Don’t say we are dead.  Tell 
whoever you’re speaking to
that we walked the beaches, planted gardens,
held one another’s hands with tenderness on summer nights,
watched our children grow, sang to them,
bathed their soft bodies at the end of the day,
stirred pots in our kitchens, stood
at the window taking in the fragrances of herbs,
waiting while the moon rose above the rooftops.
Don’t speak of our deaths without remembering
that we lived, that we loved the sea, that we leapt
with joy under its waves, fell asleep
listening to its rhythm.  Don’t forget 
that we tasted peaches, strawberries, melons
and felt the sweet juices run down our chins.  Did I
mention the breeze?  The rain?  The first
rains of autumn?  The smell of earth
when the rains dried, when sunlight
illumined the drops that still clung to the branches?

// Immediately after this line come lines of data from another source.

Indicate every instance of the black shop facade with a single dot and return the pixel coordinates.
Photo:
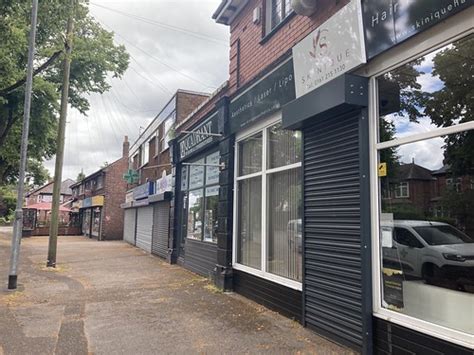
(196, 161)
(386, 257)
(336, 193)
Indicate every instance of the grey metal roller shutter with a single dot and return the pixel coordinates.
(129, 225)
(161, 220)
(333, 291)
(144, 227)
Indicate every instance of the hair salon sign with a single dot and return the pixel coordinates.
(334, 48)
(389, 22)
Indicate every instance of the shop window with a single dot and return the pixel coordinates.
(167, 131)
(100, 182)
(427, 241)
(200, 191)
(269, 204)
(454, 184)
(276, 12)
(401, 190)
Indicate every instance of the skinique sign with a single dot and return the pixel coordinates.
(389, 22)
(335, 47)
(266, 96)
(195, 141)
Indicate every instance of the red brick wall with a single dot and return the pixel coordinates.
(256, 56)
(115, 188)
(187, 103)
(204, 110)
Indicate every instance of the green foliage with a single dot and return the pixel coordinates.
(459, 205)
(454, 103)
(95, 58)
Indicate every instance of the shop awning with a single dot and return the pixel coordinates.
(341, 95)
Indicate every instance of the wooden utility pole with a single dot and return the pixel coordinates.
(58, 169)
(18, 223)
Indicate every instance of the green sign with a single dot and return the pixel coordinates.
(131, 176)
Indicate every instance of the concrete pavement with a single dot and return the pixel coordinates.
(111, 298)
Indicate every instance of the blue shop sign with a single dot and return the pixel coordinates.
(143, 191)
(87, 202)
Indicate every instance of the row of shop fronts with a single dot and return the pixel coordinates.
(293, 190)
(90, 214)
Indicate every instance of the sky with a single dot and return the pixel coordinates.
(172, 45)
(427, 153)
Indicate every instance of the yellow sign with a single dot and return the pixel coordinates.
(97, 200)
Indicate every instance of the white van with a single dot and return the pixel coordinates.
(435, 252)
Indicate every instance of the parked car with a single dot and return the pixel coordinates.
(435, 252)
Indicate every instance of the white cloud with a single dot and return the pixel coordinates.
(149, 82)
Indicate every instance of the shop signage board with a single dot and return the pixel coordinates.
(87, 202)
(163, 184)
(389, 22)
(143, 191)
(193, 142)
(334, 48)
(268, 95)
(98, 200)
(129, 197)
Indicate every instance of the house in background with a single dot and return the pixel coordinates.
(410, 189)
(147, 207)
(45, 193)
(98, 198)
(37, 210)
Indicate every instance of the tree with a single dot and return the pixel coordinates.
(454, 102)
(81, 176)
(95, 58)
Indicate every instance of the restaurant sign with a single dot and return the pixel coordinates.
(143, 191)
(164, 184)
(200, 137)
(268, 95)
(389, 22)
(335, 47)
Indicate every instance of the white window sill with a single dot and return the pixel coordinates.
(437, 331)
(270, 277)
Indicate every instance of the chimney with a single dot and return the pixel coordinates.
(125, 147)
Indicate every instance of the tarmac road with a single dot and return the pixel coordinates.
(111, 298)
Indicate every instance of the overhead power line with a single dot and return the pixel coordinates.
(157, 59)
(164, 25)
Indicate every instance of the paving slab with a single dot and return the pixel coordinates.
(112, 298)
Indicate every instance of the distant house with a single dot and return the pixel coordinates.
(98, 197)
(411, 184)
(37, 209)
(45, 193)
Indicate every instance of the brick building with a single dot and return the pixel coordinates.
(98, 198)
(147, 207)
(301, 203)
(45, 193)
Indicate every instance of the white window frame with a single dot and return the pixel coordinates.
(165, 139)
(452, 29)
(260, 127)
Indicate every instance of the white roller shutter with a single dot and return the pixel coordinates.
(129, 224)
(145, 228)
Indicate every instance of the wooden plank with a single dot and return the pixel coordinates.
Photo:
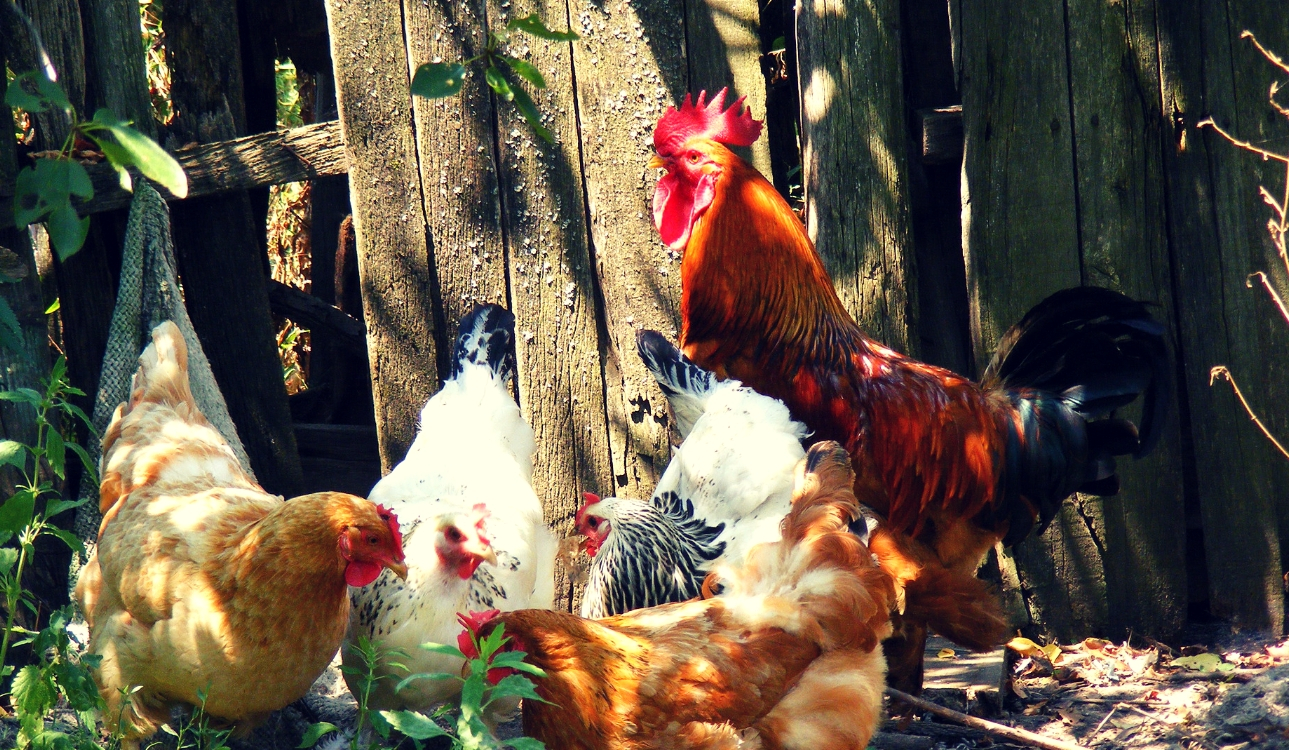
(307, 309)
(723, 49)
(373, 81)
(1021, 232)
(237, 164)
(857, 188)
(1114, 63)
(221, 249)
(1216, 237)
(456, 151)
(629, 68)
(552, 288)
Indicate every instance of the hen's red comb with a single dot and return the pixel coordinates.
(732, 126)
(392, 521)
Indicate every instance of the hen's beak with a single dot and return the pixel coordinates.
(481, 550)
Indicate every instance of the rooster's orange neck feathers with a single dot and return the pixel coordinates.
(731, 286)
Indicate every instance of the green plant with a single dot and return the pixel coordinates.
(440, 79)
(477, 693)
(26, 516)
(44, 191)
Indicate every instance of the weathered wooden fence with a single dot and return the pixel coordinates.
(959, 163)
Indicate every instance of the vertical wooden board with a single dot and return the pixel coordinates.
(1208, 197)
(855, 161)
(373, 85)
(1114, 67)
(552, 289)
(723, 49)
(1021, 241)
(1061, 572)
(629, 68)
(1256, 120)
(455, 143)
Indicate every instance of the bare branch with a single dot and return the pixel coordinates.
(1243, 144)
(1275, 59)
(1221, 371)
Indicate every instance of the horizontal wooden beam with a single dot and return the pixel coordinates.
(310, 311)
(258, 160)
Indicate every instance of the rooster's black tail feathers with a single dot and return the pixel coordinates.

Say we took all this in. Say we refused
to leave ourselves behind.  Say we were alive
the way everyone is alive, that we told stories
about what we saw and heard, that when they 
murdered us, each of us bore a world 
away with us; but, like the impression left
in sand when one has been lying for hours
under the sun, the shapes
of our souls persist in the fetid air, the broken
shadows, the shredded fields where we
will not be forgotten.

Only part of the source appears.